Will Obama really walk away from a bad Iran deal?

Another deadline, another failure by the Iranian regime and the Obama administration to reach a nuclear agreement. This deadline was described Monday as “a real deadline” by State Department spokeswoman Marie Harf — as opposed to the previous deadlines, which proved not to be so “real” after all.

But this new delay in reaching a resolution acceptable to all parties should be especially troubling, as the late tells in the negotiations cast doubt upon both Iran’s intentions and Obama’s competence in preventing a terrorist-sponsoring regime from acquiring nuclear weapons.

The most disturbing development this week was Iran’s last-minute pullback. The pullback itself is not the problem, but rather the issue cited as its cause. Negotiations to this point had included a requirement that Iran begin shipping its stocks of 5-percent enriched uranium to Russia. Without any warning, this has suddenly become a big hangup.

There are not many innocuous reasons for the Iranians to balk now at this particular provision.
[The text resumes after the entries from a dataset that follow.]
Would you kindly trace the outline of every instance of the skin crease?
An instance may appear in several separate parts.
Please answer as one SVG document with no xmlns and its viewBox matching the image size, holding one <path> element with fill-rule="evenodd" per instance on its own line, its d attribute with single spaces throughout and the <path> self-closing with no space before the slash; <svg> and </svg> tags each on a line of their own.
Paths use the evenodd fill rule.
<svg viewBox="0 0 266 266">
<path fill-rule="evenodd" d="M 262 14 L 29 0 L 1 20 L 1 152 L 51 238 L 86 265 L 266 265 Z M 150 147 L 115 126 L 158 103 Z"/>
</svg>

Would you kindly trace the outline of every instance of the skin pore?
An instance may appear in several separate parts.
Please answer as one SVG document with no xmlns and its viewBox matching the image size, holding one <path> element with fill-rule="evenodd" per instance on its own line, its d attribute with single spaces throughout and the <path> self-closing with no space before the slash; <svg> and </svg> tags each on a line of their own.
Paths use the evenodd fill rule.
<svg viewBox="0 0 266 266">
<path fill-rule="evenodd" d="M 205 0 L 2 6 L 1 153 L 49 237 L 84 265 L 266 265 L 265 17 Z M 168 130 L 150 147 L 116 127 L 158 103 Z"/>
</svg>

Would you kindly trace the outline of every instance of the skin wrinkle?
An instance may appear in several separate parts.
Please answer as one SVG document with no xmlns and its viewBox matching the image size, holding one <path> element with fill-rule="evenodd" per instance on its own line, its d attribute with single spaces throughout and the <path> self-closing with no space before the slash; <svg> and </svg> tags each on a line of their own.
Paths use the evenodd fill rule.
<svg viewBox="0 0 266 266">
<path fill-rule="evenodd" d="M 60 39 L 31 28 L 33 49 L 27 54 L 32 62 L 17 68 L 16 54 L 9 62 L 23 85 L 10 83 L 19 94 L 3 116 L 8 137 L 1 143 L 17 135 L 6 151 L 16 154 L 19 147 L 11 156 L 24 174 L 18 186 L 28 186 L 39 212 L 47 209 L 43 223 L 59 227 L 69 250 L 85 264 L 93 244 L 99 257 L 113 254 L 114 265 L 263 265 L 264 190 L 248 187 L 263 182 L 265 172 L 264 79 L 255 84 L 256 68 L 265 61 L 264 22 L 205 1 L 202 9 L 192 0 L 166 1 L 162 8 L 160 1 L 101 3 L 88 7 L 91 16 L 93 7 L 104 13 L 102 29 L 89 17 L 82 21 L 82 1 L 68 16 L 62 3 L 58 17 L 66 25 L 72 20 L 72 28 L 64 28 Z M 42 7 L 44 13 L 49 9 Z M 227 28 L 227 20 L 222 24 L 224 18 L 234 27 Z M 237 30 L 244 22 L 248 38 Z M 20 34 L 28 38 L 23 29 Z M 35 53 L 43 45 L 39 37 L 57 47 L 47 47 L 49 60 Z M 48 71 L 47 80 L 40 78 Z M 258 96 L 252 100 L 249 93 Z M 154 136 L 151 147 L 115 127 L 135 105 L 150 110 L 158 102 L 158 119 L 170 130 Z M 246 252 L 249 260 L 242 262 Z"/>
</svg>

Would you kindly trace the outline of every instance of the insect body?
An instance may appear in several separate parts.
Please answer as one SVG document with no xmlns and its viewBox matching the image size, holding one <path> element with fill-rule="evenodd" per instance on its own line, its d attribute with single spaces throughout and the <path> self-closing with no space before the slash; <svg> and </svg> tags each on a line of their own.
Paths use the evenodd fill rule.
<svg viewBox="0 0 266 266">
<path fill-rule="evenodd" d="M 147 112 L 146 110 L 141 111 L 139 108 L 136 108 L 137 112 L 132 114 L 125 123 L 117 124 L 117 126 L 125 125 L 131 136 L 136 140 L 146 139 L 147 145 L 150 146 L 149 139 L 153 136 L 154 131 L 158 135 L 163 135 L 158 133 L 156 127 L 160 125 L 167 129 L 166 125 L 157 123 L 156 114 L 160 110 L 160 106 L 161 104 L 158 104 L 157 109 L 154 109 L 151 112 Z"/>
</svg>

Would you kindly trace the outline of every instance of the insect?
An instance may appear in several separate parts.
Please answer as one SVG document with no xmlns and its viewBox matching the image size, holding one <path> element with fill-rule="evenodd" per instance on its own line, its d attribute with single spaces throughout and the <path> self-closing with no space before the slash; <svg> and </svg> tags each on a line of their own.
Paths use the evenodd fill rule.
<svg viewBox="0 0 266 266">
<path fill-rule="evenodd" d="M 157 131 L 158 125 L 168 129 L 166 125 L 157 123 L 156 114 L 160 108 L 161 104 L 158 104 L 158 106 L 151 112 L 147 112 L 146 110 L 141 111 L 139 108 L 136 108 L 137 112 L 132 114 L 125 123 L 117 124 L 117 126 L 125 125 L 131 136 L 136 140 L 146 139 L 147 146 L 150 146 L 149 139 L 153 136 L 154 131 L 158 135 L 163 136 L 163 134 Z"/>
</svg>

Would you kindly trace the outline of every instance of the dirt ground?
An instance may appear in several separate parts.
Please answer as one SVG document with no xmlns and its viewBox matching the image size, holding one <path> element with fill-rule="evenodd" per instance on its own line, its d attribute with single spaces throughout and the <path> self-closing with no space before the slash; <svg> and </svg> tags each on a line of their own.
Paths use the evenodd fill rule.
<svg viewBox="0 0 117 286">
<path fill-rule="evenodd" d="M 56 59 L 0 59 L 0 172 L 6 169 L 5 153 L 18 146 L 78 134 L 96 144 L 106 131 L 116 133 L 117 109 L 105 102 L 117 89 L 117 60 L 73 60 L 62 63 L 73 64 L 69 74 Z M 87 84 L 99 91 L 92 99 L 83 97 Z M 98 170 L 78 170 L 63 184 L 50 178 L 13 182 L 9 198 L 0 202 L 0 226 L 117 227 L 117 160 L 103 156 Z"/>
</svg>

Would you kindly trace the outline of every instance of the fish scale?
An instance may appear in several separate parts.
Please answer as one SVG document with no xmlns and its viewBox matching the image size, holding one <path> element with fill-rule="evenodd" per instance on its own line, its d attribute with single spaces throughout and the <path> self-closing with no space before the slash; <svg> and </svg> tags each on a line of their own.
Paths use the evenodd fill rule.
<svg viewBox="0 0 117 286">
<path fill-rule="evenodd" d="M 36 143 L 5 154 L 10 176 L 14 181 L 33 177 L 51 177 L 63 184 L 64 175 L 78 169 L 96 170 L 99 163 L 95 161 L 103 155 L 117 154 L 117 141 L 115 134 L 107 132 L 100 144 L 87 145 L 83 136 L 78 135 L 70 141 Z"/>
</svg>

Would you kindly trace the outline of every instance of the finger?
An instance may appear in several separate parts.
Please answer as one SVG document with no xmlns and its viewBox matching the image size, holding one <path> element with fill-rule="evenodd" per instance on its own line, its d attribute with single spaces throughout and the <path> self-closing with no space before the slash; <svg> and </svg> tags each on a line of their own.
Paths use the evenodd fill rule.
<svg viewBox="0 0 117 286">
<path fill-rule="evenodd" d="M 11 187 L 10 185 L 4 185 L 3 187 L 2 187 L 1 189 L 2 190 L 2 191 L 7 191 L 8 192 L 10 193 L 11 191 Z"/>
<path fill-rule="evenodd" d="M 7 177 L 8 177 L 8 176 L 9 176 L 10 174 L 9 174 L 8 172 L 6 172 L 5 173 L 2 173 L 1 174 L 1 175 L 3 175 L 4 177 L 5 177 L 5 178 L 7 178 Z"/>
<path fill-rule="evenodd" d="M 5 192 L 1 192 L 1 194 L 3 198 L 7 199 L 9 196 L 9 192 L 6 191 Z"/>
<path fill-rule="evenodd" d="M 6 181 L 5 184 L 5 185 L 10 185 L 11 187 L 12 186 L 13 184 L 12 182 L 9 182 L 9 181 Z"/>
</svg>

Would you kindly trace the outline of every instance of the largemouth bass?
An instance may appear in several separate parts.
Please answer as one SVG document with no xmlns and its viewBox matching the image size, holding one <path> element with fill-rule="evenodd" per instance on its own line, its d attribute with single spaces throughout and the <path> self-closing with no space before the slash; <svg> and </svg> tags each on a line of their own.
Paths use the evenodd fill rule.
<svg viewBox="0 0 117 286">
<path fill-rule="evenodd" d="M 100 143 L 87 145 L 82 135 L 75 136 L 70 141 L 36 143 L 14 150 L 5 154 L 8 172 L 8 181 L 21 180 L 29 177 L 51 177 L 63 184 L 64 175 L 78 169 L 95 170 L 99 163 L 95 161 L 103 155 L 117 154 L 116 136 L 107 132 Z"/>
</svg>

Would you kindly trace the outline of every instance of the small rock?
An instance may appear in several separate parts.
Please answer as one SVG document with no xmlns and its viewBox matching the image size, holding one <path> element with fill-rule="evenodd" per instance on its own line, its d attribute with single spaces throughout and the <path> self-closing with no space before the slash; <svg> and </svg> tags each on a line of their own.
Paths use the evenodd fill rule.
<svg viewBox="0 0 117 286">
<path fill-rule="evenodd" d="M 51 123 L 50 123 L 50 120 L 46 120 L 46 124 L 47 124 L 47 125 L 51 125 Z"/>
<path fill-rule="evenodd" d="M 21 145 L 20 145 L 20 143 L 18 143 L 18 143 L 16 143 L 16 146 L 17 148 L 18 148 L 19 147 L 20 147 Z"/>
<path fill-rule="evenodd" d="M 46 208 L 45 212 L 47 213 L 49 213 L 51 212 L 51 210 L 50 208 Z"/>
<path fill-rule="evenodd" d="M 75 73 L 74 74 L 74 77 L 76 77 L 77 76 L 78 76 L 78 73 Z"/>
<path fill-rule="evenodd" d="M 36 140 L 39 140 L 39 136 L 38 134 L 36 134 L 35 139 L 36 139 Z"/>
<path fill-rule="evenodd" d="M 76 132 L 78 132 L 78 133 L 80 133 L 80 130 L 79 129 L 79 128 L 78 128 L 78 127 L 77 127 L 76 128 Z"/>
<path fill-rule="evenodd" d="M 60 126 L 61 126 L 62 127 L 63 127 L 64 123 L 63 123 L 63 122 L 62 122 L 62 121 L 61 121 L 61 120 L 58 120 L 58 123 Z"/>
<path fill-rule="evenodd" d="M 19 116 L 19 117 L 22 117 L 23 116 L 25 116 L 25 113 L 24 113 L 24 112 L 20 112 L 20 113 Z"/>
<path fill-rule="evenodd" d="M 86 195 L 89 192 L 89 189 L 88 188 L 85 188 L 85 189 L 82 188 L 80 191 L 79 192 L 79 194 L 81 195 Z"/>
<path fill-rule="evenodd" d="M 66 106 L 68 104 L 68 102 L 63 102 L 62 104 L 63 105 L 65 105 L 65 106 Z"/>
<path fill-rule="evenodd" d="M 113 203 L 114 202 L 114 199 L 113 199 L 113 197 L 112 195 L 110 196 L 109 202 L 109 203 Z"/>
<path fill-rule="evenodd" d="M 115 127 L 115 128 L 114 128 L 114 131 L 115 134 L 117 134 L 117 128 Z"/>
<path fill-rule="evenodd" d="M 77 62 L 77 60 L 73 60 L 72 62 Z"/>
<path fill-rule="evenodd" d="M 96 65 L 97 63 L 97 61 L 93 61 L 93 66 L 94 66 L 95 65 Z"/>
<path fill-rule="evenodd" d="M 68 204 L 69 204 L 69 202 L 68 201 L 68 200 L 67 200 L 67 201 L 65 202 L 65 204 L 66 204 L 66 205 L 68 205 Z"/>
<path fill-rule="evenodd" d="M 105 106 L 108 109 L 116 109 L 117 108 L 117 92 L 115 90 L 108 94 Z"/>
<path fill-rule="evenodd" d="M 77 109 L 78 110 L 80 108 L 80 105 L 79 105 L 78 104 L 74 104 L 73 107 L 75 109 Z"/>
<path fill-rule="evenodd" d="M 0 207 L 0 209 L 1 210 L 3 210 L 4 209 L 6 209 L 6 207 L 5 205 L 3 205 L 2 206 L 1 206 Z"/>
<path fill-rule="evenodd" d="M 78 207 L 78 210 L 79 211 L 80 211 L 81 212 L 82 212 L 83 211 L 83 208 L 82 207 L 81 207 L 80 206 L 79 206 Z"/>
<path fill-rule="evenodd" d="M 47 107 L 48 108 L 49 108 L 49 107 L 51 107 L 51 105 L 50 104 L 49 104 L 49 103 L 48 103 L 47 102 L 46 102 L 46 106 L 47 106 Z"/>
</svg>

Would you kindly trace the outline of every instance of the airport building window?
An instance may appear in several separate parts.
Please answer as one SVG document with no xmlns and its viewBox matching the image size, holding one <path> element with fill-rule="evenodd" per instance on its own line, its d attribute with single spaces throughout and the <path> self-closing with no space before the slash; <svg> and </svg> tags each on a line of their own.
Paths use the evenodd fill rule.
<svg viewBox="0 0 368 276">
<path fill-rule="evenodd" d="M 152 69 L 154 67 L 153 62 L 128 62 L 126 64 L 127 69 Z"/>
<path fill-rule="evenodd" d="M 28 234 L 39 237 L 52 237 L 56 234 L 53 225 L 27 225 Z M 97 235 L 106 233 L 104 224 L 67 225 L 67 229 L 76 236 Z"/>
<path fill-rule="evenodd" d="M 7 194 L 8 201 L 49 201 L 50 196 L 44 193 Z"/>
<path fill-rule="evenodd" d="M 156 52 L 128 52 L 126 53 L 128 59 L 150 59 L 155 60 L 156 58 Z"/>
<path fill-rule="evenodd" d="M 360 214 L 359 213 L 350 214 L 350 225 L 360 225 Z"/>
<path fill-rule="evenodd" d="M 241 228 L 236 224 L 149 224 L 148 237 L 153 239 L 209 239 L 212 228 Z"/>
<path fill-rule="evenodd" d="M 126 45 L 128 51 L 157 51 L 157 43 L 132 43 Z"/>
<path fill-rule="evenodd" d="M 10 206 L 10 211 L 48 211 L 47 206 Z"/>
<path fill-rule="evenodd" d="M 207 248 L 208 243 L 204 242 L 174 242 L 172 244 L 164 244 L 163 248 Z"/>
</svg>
It is not an impediment to a peaceful nuclear energy program, for which uranium need not be enriched as far as 5 percent. The provision for shipments to Russia is designed to give the West and Iran’s neighbors at least a year’s worth of breathing space before Iran can potentially make a nuclear bomb, in the event that the Islamic Republic decides to “break out” and develop weapons anyway. Iran’s current stockpiles and centrifuges would leave only a couple of months’ breathing room before it could make a bomb.

Bear in mind that if Iran acquires the bomb, its use of a nuclear weapon is not the only possible undesirable result. It would also embolden Iran’s use of the conventional paramilitary forces it has funded and deployed in the region for years, causing instability from Lebanon to Syria to the Palestinian territories to Yemen. It will add teeth to Iran’s increasingly aggressive challenges to the leaders of Sunni Muslim world, to say nothing of its repeated threats to wipe Israel off the map. Further, it would surely set off an arms race in the world’s worst neighborhood.

Iran has come to the table now because it wants desperately to end international and U.S. sanctions against it, which were imposed as punishment for its transparent nuclear ambitions. But given its past and even its recent behavior, Iran’s intention to pursue peace and friendship cannot be — and in retrospect probably should not have been — taken at face value.

The question now is whether the White House speaks the truth in maintaining that “the president won’t sign a bad deal, that he’ll walk away, that no deal is far better than a bad deal.” Obama has not so far shown so much sense. Americans can only hope it is not already too late for him to start.